An ambivalent weekend full of showers and flashes of sunshine. In Schaerbeek last night there was a huge explosion that demolished three houses and killed three people. My first thought was 'but for the grace of God', and my fear of leaving the gas on is back with a vengeance, even though I've lived with electric cookers for over a year now. The iron is also a serious cause for concern.

I'm more or less settled in the new flat now. It finally has a sofa (after a very long Saturday afternoon in Ikea with the new boy, culminating in a desperate stress-binge on Swedish cinnamon rolls), as well as television, wifi and a tumble dryer. My happiness is complete. I can look forward to long afternoons spent sprawled across my sofa in front of Grey's Anatomy on Vijf tv, with the blogosphere at my fingertips and the sweet scent of freshly-tumbled towels in the air.

However, I should probably get some grown-up furniture. By grown-up, I mean sensible things that you can store stuff in. Store as in 'put away in a tidy manner' as opposed to 'leave in the box it came in and pretend it doesn't exist let alone need to be filed'. Specfically a sideboard, a chest of drawers and a dining table with chairs. With this in mind, I set out towards Porte de Namur as soon as the rain held off for a few moments and was very quickly distracted by shoe shops and Fnac.

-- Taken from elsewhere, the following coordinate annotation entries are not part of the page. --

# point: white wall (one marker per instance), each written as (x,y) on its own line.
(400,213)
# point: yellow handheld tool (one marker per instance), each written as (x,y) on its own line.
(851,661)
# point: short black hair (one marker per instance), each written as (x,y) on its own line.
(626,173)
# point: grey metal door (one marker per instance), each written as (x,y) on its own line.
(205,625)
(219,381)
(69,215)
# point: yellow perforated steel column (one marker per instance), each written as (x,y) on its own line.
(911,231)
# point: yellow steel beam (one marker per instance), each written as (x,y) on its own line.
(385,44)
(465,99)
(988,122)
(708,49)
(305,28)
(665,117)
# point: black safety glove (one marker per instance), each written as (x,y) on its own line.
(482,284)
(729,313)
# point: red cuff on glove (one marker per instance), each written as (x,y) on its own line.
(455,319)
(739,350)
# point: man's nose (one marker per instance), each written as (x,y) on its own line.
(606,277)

Eventually I managed to steer myself down Avenue Louise, past Place du Châtelain and onto Rue Américaine.  This is home to Les Petits Riens - essentially a five-storey jumble sale.
Now, I always thought that St Andrews was the undisputed capital of charity shops: all those rich kids casting off last season's Armani or last term's ball dress translates into some serious bargains. But Petits Riens is on another scale entirely. Once I'd wandered around two floors of furniture and got bored I found myself climbing up to the top floor: crockery, old toys and electrical equipment among other things. It's like my parents' loft on speed.
You can browse through shelves and shelves of highly useful objects, such as...

... Irish coffee glasses ...
 ... elderly (and therefore extremely romantic but highly unsuitable for blogging) typewriters...
 ... record players like my Mum and Dad used to have in the eighties...
... and things like this that I can't even identify.

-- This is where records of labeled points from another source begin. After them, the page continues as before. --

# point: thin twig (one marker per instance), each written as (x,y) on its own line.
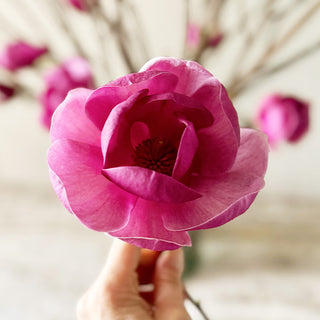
(196,304)
(116,28)
(187,22)
(235,88)
(249,40)
(212,25)
(140,33)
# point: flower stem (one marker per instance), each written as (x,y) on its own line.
(196,304)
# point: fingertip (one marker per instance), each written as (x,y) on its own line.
(173,259)
(122,260)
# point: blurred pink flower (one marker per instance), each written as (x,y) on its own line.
(154,154)
(71,74)
(215,41)
(20,54)
(283,118)
(6,92)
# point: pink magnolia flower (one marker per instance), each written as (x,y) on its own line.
(283,118)
(154,154)
(71,74)
(20,54)
(6,92)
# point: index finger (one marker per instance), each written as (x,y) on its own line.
(121,264)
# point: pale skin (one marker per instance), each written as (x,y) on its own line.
(116,294)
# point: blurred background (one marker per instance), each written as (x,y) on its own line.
(264,264)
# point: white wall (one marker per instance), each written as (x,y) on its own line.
(293,169)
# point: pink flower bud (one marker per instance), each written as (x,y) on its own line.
(71,74)
(6,92)
(20,54)
(283,118)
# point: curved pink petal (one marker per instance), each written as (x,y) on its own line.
(219,143)
(70,121)
(173,105)
(150,185)
(145,229)
(188,147)
(191,75)
(206,90)
(227,195)
(97,202)
(115,136)
(104,99)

It even has a book store section. All it needs now is for Costa coffee to move in and the rainy Saturday afternoon experience will be complete...

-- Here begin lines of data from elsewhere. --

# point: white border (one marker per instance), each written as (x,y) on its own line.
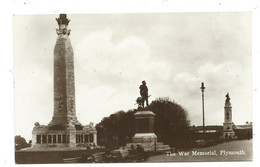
(9,8)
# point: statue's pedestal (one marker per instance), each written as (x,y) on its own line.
(144,135)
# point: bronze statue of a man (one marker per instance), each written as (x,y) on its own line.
(144,93)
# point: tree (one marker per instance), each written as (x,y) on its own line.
(20,143)
(171,123)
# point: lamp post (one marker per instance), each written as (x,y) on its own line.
(202,90)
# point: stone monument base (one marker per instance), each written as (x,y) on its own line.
(144,138)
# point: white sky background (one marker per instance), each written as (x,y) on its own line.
(113,53)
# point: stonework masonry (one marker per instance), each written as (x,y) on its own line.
(64,130)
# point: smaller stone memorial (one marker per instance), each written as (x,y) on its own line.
(228,132)
(144,125)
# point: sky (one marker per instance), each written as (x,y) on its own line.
(114,53)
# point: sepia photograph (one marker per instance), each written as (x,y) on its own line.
(133,87)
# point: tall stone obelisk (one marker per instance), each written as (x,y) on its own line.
(64,130)
(64,87)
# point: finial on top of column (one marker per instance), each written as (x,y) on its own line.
(63,24)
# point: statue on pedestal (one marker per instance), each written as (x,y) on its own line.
(144,96)
(227,98)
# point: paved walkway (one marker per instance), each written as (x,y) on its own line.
(227,151)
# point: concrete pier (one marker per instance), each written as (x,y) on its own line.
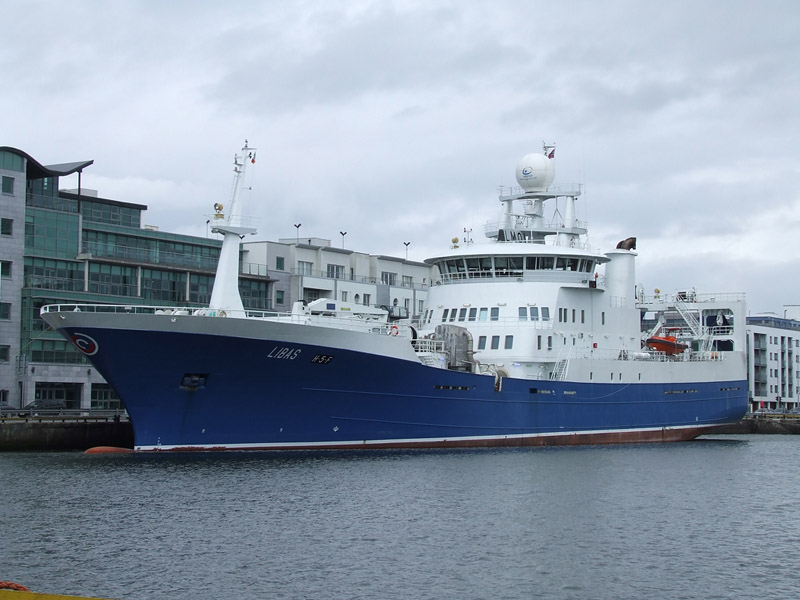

Thursday, 23 September 2010

Evensong blues

Apart from the fact that it can be typo-d into 'evensnog', which is intrinsically, childishly amusing, autumn evensong (nearly did it again) is a melancholy time of day.
Late September to early October is a time for sitting in church organ lofts, watching specks of dust suspended in the fading rays of the autumn sun. It's a minor key time, slipping back into the vaguely-familiar cadences of liturgy and response, soft notes glowing faintly like the cooling embers of the dying year. Outside, the waves break unseen against the rocks in the dark and we huddle in the empty chapel, cold shivers mimicking a frisson of anticipation: for what? The cool touch of salt-soaked grey stone, the scent of old oak, distant woodsmoke and freezing mist. Darkness falls and the sea cradles the town in huge grey oblivion.
The cycle ride downhill in the blackness, no lights, no helmet, slicing through the searing air to burst into the house tingling in the sudden warmth.
It will be several weeks before Christmas music begins, and the perils of this night are still all too real. And yet - somehow - you wake with a feeling of boundless possibility: a hot shower, a walk to lectures in the fresh, early morning air. You are not yet set in stone, you stand poised to ride whatever wave may carry you: life is a vast ocean of limitless potential.